Although the connection between population growth and the climate crisis can be controversial, we need to talk about it. The public agrees: Through a large national survey conducted by the Center in 2020, we learned that more than 60% of people believe the climate crisis is a very or critically important issue, just behind healthcare. Climate change is being cited by young people as a reason to have fewer children. According to a 2018 New York Times poll, men and women aged 20-45 are having fewer children than their ideal number because 33% are worried about climate change and 27% are worried about population growth. In the Center’s survey, 33% of respondents somewhat or strongly agreed that, “Climate change compels Americans to choose to have fewer children.” By breaking the taboo of talking about sex, family planning, abortion, and other reproductive health topics, we can better advocate for reproductive rights and justice while supporting people who are already bringing concerns about our climate future into their family planning decisions.
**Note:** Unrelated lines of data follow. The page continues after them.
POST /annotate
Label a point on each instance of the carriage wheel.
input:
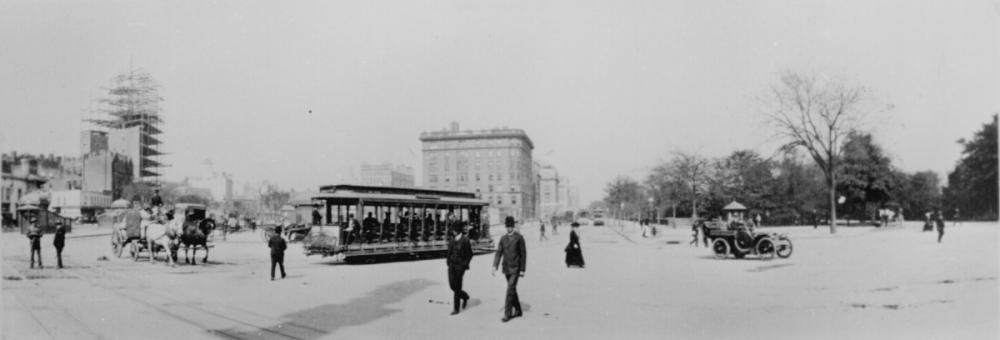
(765, 249)
(784, 249)
(116, 246)
(721, 248)
(135, 251)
There is a clear need for gender empowerment solutions that are lacking in governmental, corporate and organizational policies. In a 2021 “World Scientists’ Warning” study, a review of 212 climate mitigation policy commentaries found that population and social justice appeared less frequently than other solutions like energy, food and the economy. A 2022 Center study showed that gender equity solutions are missing from municipal climate plans, despite the fact that women and gender-diverse people are disproportionately affected by climate change.
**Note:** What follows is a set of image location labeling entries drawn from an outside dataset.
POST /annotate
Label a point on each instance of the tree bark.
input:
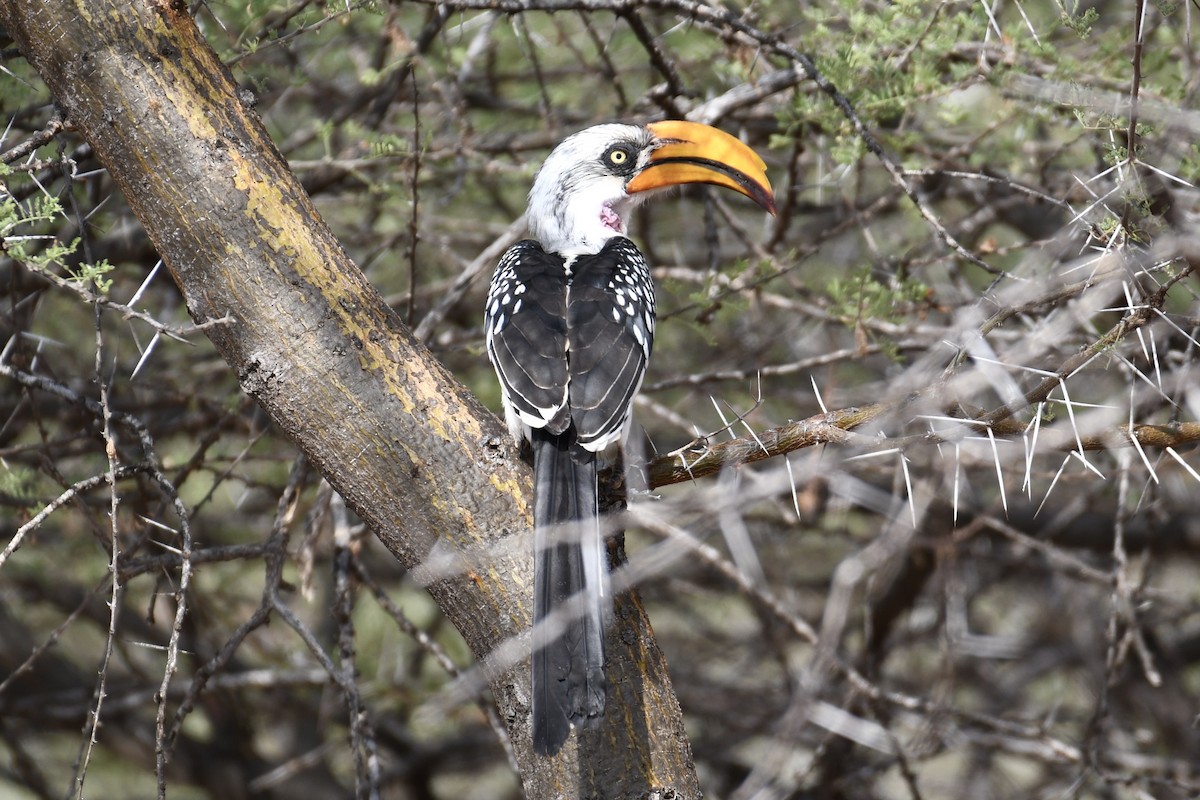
(411, 450)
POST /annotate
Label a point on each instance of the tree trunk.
(408, 447)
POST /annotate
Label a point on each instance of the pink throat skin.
(612, 220)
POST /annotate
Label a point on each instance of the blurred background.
(987, 589)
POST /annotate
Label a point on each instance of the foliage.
(988, 589)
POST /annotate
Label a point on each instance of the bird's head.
(592, 181)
The pressure of population growth makes it harder to meet emissions-reduction targets while magnifying climate change’s detrimental consequences on humans and other species. While addressing population growth is a long-term mitigation strategy, there are also short-term adaptation benefits, including improved health care, empowerment and other positive social outcomes.

Case Study

The great white polar bear is the youngest and largest of the world’s bear species. As top Arctic predators, polar bears often eat only seals’ skin and blubber, leaving the carcass for other animals to scavenge, and thus play a critical role in the Arctic food chain. But they need sea ice to hunt, and if unchecked global warming continues melting their habitat, two-thirds of the world’s polar bears could be extinct by 2050. As hunting becomes harder and polar bears move closer to people for survival, deadly interactions with humans become more frequent. To save their remaining habitat we must rapidly transition from fossil fuels to clean renewable energy, transform agriculture and manufacturing, and implement long-term strategies such as gender equity and living lower carbon lifestyles.